İstanbul Yeni Havalimanı Projesi'nin finansmanı için Ziraat Bankası önderliğinde Vakıfbank, Halk Bankası gibi devlet bankalarının yanısıra Garanti Bankası, Denizbank ve Finansbank gibi özel sektör bankalarının da katılımı ile oluşan bankalar grubu tarafından toplam 4 milyar 480 milyon Euro kredi sağlandığının altının çizildiği açıklamada, projenin yap-işlet-devret kapsamında yapıldığı ve projede hazine garantisi bulunduğu belirtildi.
Havalimanı yer seçimi yapılırken zemin, rüzgar değerleri ile bu havalimanının çevresel etkisinin dikkate alınmadığı yönündeki iddia hakkında, proje için planlanan alanın denize yakın oluşu, bu büyüklükte bir proje alanı için kamulaştırma maliyetinin oldukça düşük olması, şehir merkezine yakın olması ve Atatürk Havalimanı'nın güncel kapasiteyi karşılayamamasının en önemli unsurlar arasında olduğunun ifade edildiği açıklamada, şunlar aktarıldı:
“Ayrıca havalimanın yapıldığı yer daha önce maden sahası olup, orman vasfını yitirmiş çukurlarla dolu bir arazi idi.
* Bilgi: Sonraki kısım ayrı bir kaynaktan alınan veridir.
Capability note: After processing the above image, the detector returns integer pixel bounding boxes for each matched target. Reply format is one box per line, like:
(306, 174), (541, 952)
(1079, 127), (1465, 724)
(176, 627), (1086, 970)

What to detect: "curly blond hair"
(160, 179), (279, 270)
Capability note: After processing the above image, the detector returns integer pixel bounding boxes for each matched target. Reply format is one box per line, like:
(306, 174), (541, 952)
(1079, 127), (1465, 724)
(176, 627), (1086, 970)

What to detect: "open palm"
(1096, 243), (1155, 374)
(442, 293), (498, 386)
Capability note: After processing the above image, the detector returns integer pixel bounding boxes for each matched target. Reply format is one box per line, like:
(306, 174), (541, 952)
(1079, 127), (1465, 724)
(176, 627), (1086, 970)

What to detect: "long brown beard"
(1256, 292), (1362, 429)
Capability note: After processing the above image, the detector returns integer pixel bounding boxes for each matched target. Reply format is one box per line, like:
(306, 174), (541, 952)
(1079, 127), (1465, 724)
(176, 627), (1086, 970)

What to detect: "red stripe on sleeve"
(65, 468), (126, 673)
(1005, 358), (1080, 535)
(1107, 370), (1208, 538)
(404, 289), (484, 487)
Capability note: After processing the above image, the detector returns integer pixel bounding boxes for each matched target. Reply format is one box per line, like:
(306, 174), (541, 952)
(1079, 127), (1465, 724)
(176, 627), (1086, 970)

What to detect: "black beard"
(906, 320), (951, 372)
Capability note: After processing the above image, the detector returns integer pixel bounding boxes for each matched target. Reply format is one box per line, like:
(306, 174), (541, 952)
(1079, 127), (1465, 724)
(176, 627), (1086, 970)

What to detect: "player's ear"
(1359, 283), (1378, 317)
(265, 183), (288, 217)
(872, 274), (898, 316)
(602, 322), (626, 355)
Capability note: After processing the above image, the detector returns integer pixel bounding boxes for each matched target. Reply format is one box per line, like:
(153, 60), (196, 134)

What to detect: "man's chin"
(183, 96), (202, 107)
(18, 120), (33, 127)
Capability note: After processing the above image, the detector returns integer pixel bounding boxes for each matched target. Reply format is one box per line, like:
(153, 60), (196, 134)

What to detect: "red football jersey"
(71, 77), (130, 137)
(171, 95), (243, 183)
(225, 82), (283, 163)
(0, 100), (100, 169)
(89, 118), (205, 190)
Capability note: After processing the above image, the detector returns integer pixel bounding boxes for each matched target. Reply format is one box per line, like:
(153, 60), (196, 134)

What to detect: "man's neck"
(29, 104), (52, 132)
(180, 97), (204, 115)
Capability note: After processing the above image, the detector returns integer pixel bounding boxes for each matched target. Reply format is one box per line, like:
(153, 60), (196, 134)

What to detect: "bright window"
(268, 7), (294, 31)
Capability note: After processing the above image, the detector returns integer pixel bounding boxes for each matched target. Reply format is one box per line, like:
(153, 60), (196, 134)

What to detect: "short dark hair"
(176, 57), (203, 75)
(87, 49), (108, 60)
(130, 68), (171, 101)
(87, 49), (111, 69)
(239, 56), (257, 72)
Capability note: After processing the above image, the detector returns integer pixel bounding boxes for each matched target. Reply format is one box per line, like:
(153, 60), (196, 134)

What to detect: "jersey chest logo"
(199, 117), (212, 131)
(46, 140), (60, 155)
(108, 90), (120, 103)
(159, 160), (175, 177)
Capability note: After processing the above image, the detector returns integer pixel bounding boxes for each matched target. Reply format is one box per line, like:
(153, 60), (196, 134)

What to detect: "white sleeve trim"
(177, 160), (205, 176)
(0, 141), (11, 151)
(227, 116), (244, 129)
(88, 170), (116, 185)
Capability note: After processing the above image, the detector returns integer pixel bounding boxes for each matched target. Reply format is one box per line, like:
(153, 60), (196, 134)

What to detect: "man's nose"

Böyle bir arazi rehabilite edilerek kullanılabilir bir alana dönüştürülmüştür ve son derece yeşil ve çevreye duyarlı bir alan haline getirilmektedir. İhale öncesi yer tespiti çalışmaları detaylı bir şekilde yapılmış; proje alanı ile ilgili ÇED onayı alınmış, rüzgar ölçümleri, zemin etüt raporları (jeolojik etüt, batımetrik haritalar) hazırlanmış ve bunlar avan projeler, ihtiyaç programları, altyapı projeleri ile birlikte ihale ekinde isteklilere verilmiştir.
Proje başladıktan sonra da Çevre ile ilgili her türlü çalışma uzman ekiplerin işbirliği ile çevresel etkileşimler dikkate alınarak incelenmekte, bölgenin flora ve faunası ile ilgili çalışmalar yapılmakta, kuş gözlem çalışmaları titizlikle yürütülmektedir. İstanbul Yeni Havalimanı projesi tamamlandığında; kendi enerjisini üreten, çevreci, doğa dostu, engelsiz, yeşil ve Leed Sertifikası almayı hedefleyen çevreyle barışık bir havalimanı ülkemize kazandırılmış olacaktır.”
İGA tarafından THY için gerekli olan tesisler yapılamadığı için mi havalimanı açılışı gecikecektir?
Açılışın planlandığı gibi 29 Ekim 2018 tarihinde yapılacağı belirtilerek, “Dünyada örneği olmayan bu çapta bir taşınma ve sonrasındaki süreçte yaşanabilecek problemlerin tüm taraflar ve havacılık sektörü için önemli sıkıntılar doğurabileceğinden hareketle havalimanında çalışacak personelin uyum çalışmaları ve sistem entegrasyon çalışmalarının yeterli ölçüde yapılarak geri dönülemez bir hataya imkan vermemek adına havalimanının tam kapasite ile işletmeye alınması kademeli olarak yapılacaktır” denildi.
Açıklamada, havalimanın yapımında başka yerlerden sökülmüş malzemelerin kullanıldığı yönündeki iddia da kesin bir dille reddedilirken, “Havalimanında kullanılan tüm sistem ve cihazlar son teknoloji ürünü olup başka bir yerden sökülmüş malzemelerin kullanımı söz konusu değildir” ifadelerine yer verildi.